Giving art to charity during life may be a satisfying or frustrating exercise. Donors are often confused regarding the deduction rules and may end up disappointed at tax time. A donation of art to a charity that will use it in the charity’s exempt function generates a deduction for the value of the piece,4 assuming the other paperwork (appraisal, acknowledgment letter and Form 82835) is obtained. On the other hand, a donation of art for a charity auction, even to an art museum, will result in a deduction for the lower of value or the donor’s basis(yes, appraisal, letter and Form 8283 are still required7). Even if the initial donation qualifies for a fair market value deduction, if the charity disposes of the art within three years of the donation, the benefit of the “related use” deduction will be recaptured8 (the deduction is reduced to “lower of value or basis”). The recapture will be avoided if the charity provides a letter stating that they used the donated art, but the use became impractical or infeasible, so they had to dispose of it.9 

 

Bequest to Charity

A bequest of art to charity isn’t subject to the income tax limitations, nor is valuation a significant issue, but the gift may come with other potential problems. Unless the donation is planned in advance, the museum or other charity may not accept the art, especially if the testator wants to impose conditions on the sale or display of the collection or if the art bequest isn’t accompanied by a cash bequest. Collectors with significant collections should be encouraged to reach an agreement on these arrangements in advance and not leave them to the executor. Even if the collector has reached an agreement with a museum, who will be there to enforce it after he’s gone?
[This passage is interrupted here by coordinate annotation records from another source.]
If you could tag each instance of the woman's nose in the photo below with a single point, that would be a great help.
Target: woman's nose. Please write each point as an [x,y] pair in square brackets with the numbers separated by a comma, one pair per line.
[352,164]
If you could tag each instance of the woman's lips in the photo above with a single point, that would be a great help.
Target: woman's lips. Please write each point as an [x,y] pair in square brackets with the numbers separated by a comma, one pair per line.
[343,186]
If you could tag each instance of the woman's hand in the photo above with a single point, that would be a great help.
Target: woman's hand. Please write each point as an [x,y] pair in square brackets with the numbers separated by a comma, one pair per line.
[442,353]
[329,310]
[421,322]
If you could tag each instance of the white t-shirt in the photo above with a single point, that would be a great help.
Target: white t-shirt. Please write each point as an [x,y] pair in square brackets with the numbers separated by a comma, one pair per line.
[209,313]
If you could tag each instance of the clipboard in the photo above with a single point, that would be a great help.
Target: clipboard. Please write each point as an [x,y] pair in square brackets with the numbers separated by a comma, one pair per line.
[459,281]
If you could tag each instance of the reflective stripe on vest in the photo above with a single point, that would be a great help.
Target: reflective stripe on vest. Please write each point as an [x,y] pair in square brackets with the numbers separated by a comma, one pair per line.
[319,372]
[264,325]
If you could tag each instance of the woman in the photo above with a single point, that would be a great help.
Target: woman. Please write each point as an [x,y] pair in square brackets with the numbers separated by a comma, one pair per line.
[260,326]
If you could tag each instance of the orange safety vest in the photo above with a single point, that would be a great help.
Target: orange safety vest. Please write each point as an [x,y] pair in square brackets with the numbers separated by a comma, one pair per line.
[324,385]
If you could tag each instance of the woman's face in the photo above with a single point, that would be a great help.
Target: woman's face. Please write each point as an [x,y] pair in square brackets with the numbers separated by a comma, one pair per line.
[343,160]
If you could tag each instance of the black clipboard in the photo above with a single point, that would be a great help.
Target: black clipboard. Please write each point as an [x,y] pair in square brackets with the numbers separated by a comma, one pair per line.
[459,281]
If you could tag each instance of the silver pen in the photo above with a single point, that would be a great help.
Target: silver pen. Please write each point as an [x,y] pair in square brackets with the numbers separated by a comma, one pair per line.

Consider the mechanism adopted by families in two private letter rulings: the right to enforce the agreement was given to their family foundation, although the art itself will be transferred to a museum. The IRS approved their plans through the PLR process.10 

 

Advance Planning Required

Whatever the clients’ planned disposition of their collection, this is an area where advance planning, especially for significant bequests, may avoid significant future headaches.                     

 

—This publication contains general information only and Deloitte is not, by means of this publication, rendering accounting, business, financial, investment, legal, tax, or other professional advice or services. This publication is not a substitute for such professional advice or services, nor should it be used as a basis for any decision or action that may affect your business. Before making any decision or taking any action that may affect your business, you should consult a qualified professional advisor. Deloitte, its affiliates and related entities, shall not be responsible for any loss sustained by any person who relies on this publication.

 

Endnotes

1. Internal Revenue Code Section 6019.

2. Treasury Regulations Section 301.6501(c)-1(f)(3), Treas. Regs. Section 301.6501(c)-1(f)(1).

3. Treas. Regs. Section 20.2031-6(b).

4. IRC Section 170(e)(1).

5. Treas. Regs. Section 1.170A-13.

6. IRC Section 170(e)(1)(B)(i).

7. See supra note 5.

8. IRC Section 170(e)(7)(A).

9. IRC Section 170(e)(7)(D).

10. See Private Letter Rulings 200202032 (Oct. 26, 2001) and 200418002 (Jan. 23, 2004).